Despite the fact that RV travel has been all the rage during 2020, we were able to finish on a quiet note. We started at Blue Springs Ranch on a Sunday in October. Blue Springs had been our tradition back in our early years as a couple. We would go one or two weekends each year and stay in the cabins which were dog friendly. We had stopped going there when it just got so busy and noisy that we had more peace at home than here. We continued to take a few float trips, a quintessential Missouri tradition but had found other quieter options.
But this time, we were in our RV and staying from Sunday to Friday because they were sold out for the weekend. It turned out to be very peaceful. There was no one else camping in our area until the later part of the week and even then, just a few RVs and none right by us. The skies were blue and the leaves were yellow and orange. It was simply gorgeous. Because they have horseback riding during the season, the horses were up in the pasture nearby. We saw a variety of birds including the Missouri state bird, the bluebird. I am also fairly certain we saw a red cockaded which really doesn't have much red. It is a woodpecker that is normally not this far north. Our other constant companion was a tufted titmouse.
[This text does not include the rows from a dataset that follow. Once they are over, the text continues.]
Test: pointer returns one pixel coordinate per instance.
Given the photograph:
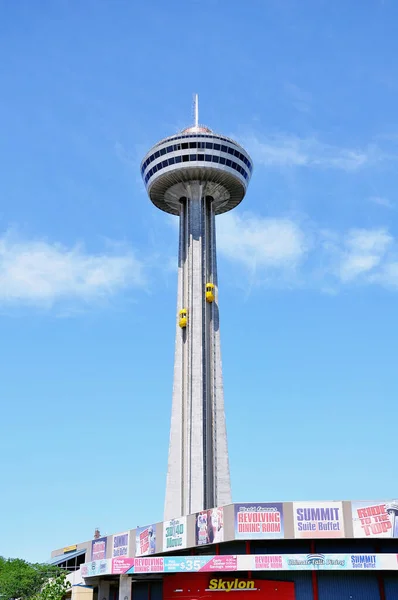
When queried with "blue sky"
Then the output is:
(308, 264)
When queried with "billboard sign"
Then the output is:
(120, 545)
(378, 519)
(121, 565)
(318, 519)
(241, 563)
(98, 549)
(175, 534)
(145, 540)
(209, 526)
(259, 521)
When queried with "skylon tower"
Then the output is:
(196, 175)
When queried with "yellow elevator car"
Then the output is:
(183, 318)
(210, 292)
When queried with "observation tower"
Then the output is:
(196, 175)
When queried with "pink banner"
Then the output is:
(268, 561)
(121, 565)
(221, 563)
(149, 565)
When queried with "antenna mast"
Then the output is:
(196, 109)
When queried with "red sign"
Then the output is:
(189, 586)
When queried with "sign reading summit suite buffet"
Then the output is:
(375, 519)
(318, 520)
(259, 521)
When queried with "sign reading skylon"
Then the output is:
(222, 585)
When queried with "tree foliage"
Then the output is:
(22, 580)
(54, 589)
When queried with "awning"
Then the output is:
(57, 560)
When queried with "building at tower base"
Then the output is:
(267, 550)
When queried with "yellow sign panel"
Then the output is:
(230, 586)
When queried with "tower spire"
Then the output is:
(196, 109)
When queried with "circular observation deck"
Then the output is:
(196, 154)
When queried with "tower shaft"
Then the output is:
(198, 469)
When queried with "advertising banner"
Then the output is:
(209, 527)
(259, 521)
(377, 519)
(98, 549)
(121, 565)
(120, 545)
(318, 519)
(244, 562)
(96, 567)
(145, 540)
(175, 534)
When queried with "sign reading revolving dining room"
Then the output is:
(259, 521)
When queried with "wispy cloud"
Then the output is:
(40, 273)
(380, 201)
(306, 255)
(362, 251)
(287, 150)
(265, 242)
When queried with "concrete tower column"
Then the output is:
(198, 469)
(196, 175)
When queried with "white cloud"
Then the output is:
(288, 252)
(286, 150)
(363, 250)
(260, 242)
(380, 201)
(36, 272)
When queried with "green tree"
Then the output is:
(20, 579)
(54, 589)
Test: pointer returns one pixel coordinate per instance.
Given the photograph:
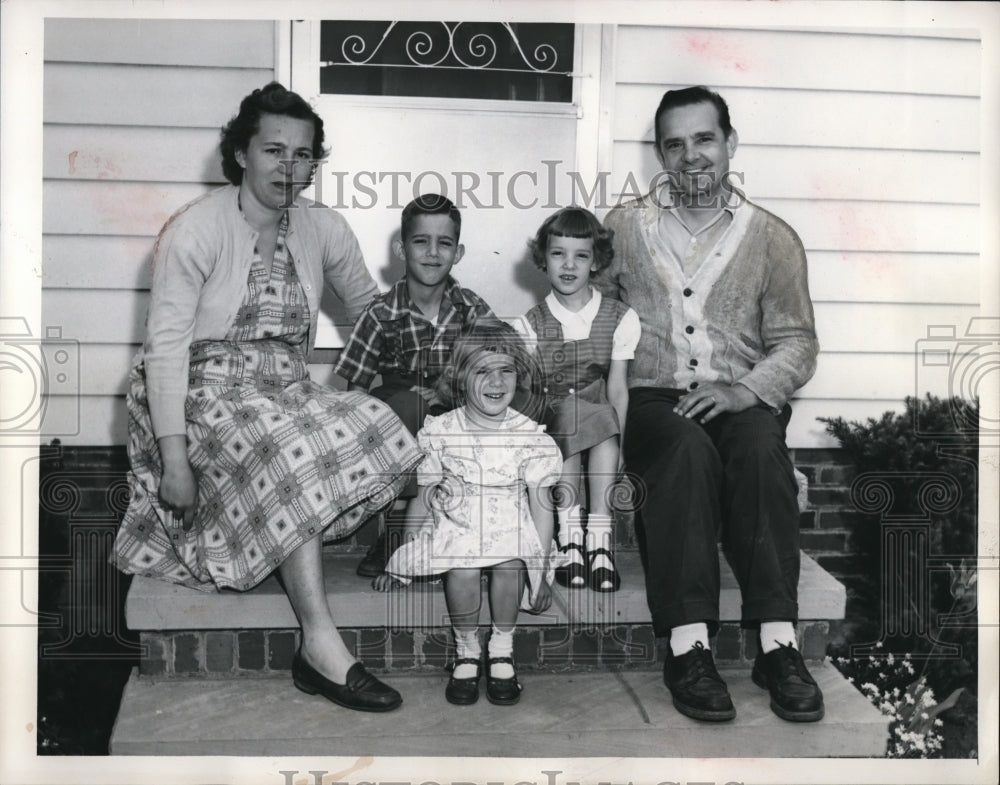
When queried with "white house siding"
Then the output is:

The squirrels were full of themselves, playing and leaping from tree to tree. They were by far the nosiest inhabitants of the campground but we surely didn't mind.
We went to sit by the river. There are lots of tiny fish and frogs. I could hear the sound of the ripples of the current and warm but there was a breeze. It was peaceful, even meditative. Our second day there, an older couple came down and had a red remote control boat.
There are always interesting people at RV parks. Several mornings, we watched a lady with a bright red lounge coat and pajamas walking the road and smoking while talking on the phone. She came out of a an RV that was also home to two miniature pinschers that were almost twice the size of Aggie. She really is a mini Min-Pin.
The nights were just as spectacular. The temperatures were just right so that a fire felt good but it was not too cold. Once it was dark, we were able to see the milky way. We heard an owl several of the evenings and that made our time there even more special. During the day, we saw a bluebird and a woodpecker with that I thought might be a red-cockaded even though their range usually is a little farther south.
As far as sites go, we liked 107 a lot. It is very shady and overlooks the river. 112 would be ok when it is cool but there is not much shade. We really liked where we were, Site 100 with full hookups.